A Numba Mandelbrot Example

This is an example that demonstrates accelerating a Mandelbrot fractal computation using "CUDA Python" with Numba.

Let's start with a basic Python Mandelbrot set. We use a numpy array for the image and display it using pylab imshow.



In [16]:

    
import numpy as np
from pylab import imshow, show
from timeit import default_timer as timer

The mandel function performs the Mandelbrot set calculation for a given (x,y) position on the imaginary plane. It returns the number of iterations before the computation "escapes".



In [17]:

    
def mandel(x, y, max_iters):
  """
    Given the real and imaginary parts of a complex number,
    determine if it is a candidate for membership in the Mandelbrot
    set given a fixed number of iterations.
  """
  c = complex(x, y)
  z = 0.0j
  for i in range(max_iters):
    z = z*z + c
    if (z.real*z.real + z.imag*z.imag) >= 4:
      return i

  return max_iters

create_fractal iterates over all the pixels in the image, computing the complex coordinates from the pixel coordinates, and calls the mandel function at each pixel. The return value of mandel is used to color the pixel.



In [18]:

    
def create_fractal(min_x, max_x, min_y, max_y, image, iters):
  height = image.shape[0]
  width = image.shape[1]

  pixel_size_x = (max_x - min_x) / width
  pixel_size_y = (max_y - min_y) / height
    
  for x in range(width):
    real = min_x + x * pixel_size_x
    for y in range(height):
      imag = min_y + y * pixel_size_y
      color = mandel(real, imag, iters)
      image[y, x] = color

Next we create a 1536x1024 pixel image as a numpy array of bytes.

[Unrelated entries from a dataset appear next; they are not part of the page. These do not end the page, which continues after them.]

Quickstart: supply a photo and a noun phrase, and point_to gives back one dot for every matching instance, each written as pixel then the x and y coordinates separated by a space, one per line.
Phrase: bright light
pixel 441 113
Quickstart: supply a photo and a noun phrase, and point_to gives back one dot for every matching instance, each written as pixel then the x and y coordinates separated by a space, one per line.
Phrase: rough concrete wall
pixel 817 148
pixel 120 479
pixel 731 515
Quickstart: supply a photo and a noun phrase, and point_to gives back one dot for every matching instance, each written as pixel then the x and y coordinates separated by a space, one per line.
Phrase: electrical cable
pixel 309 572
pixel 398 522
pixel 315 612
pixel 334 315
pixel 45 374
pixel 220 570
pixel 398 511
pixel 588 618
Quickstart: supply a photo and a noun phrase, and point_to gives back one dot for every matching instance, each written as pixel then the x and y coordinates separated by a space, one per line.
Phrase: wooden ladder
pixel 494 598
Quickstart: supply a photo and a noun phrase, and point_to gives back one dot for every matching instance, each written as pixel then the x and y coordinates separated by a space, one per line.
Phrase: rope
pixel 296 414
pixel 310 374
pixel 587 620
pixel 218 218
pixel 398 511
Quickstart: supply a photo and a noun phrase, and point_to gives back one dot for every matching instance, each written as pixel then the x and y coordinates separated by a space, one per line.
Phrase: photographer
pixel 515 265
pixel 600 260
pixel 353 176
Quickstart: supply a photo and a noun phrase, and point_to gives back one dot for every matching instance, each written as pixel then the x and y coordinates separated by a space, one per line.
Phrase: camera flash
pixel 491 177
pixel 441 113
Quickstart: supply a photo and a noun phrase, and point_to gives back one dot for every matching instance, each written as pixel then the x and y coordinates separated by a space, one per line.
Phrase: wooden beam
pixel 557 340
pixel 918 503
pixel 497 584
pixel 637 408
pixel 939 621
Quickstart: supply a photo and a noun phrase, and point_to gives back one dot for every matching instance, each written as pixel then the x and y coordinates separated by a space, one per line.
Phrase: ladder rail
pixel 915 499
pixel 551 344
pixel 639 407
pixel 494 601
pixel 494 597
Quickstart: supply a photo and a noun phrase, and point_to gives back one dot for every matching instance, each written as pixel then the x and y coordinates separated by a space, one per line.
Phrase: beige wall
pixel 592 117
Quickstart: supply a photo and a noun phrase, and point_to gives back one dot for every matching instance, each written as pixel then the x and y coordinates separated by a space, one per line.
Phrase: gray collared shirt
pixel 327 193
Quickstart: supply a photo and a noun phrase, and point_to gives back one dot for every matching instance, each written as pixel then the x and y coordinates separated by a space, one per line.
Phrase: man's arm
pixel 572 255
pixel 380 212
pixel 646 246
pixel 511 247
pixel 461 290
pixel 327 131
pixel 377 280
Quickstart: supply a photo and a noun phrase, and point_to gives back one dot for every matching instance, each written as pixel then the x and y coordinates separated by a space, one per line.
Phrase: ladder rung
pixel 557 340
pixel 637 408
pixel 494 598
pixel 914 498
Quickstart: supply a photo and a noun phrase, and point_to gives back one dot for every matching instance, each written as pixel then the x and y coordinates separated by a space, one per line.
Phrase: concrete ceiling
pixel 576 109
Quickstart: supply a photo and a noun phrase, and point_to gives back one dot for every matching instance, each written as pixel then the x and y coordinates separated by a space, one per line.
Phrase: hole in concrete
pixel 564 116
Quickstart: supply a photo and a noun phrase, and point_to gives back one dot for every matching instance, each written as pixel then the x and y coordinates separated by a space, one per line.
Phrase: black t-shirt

We then call create_fractal with appropriate coordinates to fit the whole mandelbrot set.



In [20]:

    
image = np.zeros((1024, 1536), dtype = np.uint8)
start = timer()
create_fractal(-2.0, 1.0, -1.0, 1.0, image, 20) 
dt = timer() - start

# print "Mandelbrot created in %f s" % dt # original??
print ("Mandelbrot created in %f s" % dt)
imshow(image)
show()









    



Mandelbrot created in 7.117342 s

You can play with the coordinates to zoom in on different regions in the fractal.



In [22]:

    
create_fractal(-2.0, -1.7, -0.1, 0.1, image, 20) 
imshow(image)
show()

Faster Execution with Numba

Numba is a Numpy-aware dynamic Python compiler based on the popular LLVM compiler infrastructure.

Numba is an Open Source NumPy-aware optimizing compiler for Python sponsored by Anaconda. It uses the LLVM compiler infrastructure to compile Python syntax to machine code. It is aware of NumPy arrays as typed memory regions and so can speed-up code using NumPy arrays, such as our Mandelbrot functions.

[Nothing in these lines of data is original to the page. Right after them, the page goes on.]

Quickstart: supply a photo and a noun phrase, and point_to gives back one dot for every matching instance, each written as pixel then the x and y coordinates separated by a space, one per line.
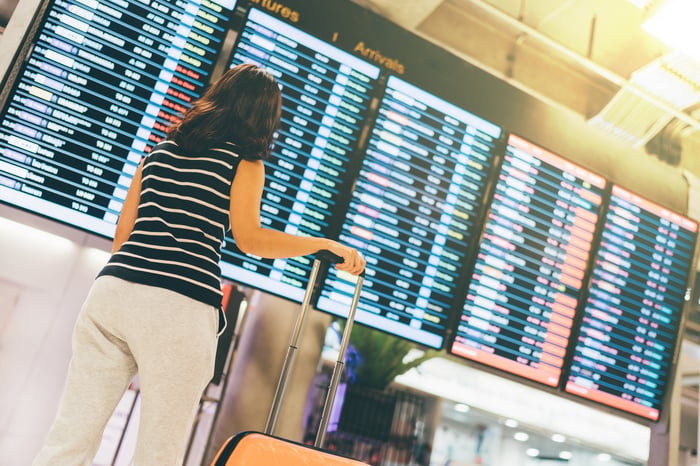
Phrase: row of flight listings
pixel 481 242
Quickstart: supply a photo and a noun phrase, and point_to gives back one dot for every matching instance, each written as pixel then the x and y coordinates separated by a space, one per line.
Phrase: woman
pixel 153 309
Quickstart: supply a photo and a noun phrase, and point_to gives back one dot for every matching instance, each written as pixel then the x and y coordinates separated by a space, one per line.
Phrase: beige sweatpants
pixel 125 328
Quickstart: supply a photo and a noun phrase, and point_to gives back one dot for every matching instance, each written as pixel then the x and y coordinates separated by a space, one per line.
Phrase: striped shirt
pixel 183 215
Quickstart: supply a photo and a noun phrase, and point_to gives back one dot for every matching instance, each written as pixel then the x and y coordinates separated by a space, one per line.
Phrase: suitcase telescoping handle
pixel 322 257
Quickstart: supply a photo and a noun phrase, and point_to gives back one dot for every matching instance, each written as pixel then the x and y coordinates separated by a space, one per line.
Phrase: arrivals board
pixel 413 212
pixel 531 263
pixel 101 84
pixel 326 95
pixel 627 339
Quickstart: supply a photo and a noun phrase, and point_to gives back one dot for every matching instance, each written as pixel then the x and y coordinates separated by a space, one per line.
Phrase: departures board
pixel 629 330
pixel 526 285
pixel 326 94
pixel 508 255
pixel 414 211
pixel 97 91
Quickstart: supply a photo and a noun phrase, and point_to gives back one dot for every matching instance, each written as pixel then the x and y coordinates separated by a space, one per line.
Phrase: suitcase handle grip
pixel 324 255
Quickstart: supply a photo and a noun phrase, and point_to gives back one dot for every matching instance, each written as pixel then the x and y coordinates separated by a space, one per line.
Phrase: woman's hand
pixel 353 262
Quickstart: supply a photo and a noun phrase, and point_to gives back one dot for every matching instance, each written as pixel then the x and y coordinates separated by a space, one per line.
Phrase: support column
pixel 664 444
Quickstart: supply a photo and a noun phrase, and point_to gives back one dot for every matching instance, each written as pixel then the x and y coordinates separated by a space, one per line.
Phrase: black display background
pixel 595 355
pixel 535 250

The simplest way to use Numba is to decorate the functions you want to compile with @autojit. Numba will compile them for the CPU (if it can resolve the types used).



In [23]:

    
from numba import autojit

@autojit
def mandel(x, y, max_iters):
  """
    Given the real and imaginary parts of a complex number,
    determine if it is a candidate for membership in the Mandelbrot
    set given a fixed number of iterations.
  """
  c = complex(x, y)
  z = 0.0j
  for i in range(max_iters):
    z = z*z + c
    if (z.real*z.real + z.imag*z.imag) >= 4:
      return i

  return max_iters

@autojit
def create_fractal(min_x, max_x, min_y, max_y, image, iters):
  height = image.shape[0]
  width = image.shape[1]

  pixel_size_x = (max_x - min_x) / width
  pixel_size_y = (max_y - min_y) / height
    
  for x in range(width):
    real = min_x + x * pixel_size_x
    for y in range(height):
      imag = min_y + y * pixel_size_y
      color = mandel(real, imag, iters)
      image[y, x] = color

Let's run the @autojit code and see if it is faster.



In [9]:

    
image = np.zeros((1024, 1536), dtype = np.uint8)
start = timer()
create_fractal(-2.0, 1.0, -1.0, 1.0, image, 20) 
dt = timer() - start

print("Mandelbrot created in %f s" % dt)
imshow(image)
show()









    



Mandelbrot created in 0.085968 s

On a server with a Xeon (Haswell) CPU, the time to compute the 1536x1024 mandelbrot set dropped from 4.94s down to 46.6ms. That's a speedup of 106x! The reason this is so much faster is that Numba uses Numpy type information to convert the dynamic Python code into statically compiled machine code, which is many times faster to execute than dynamically typed, interpreted Python code.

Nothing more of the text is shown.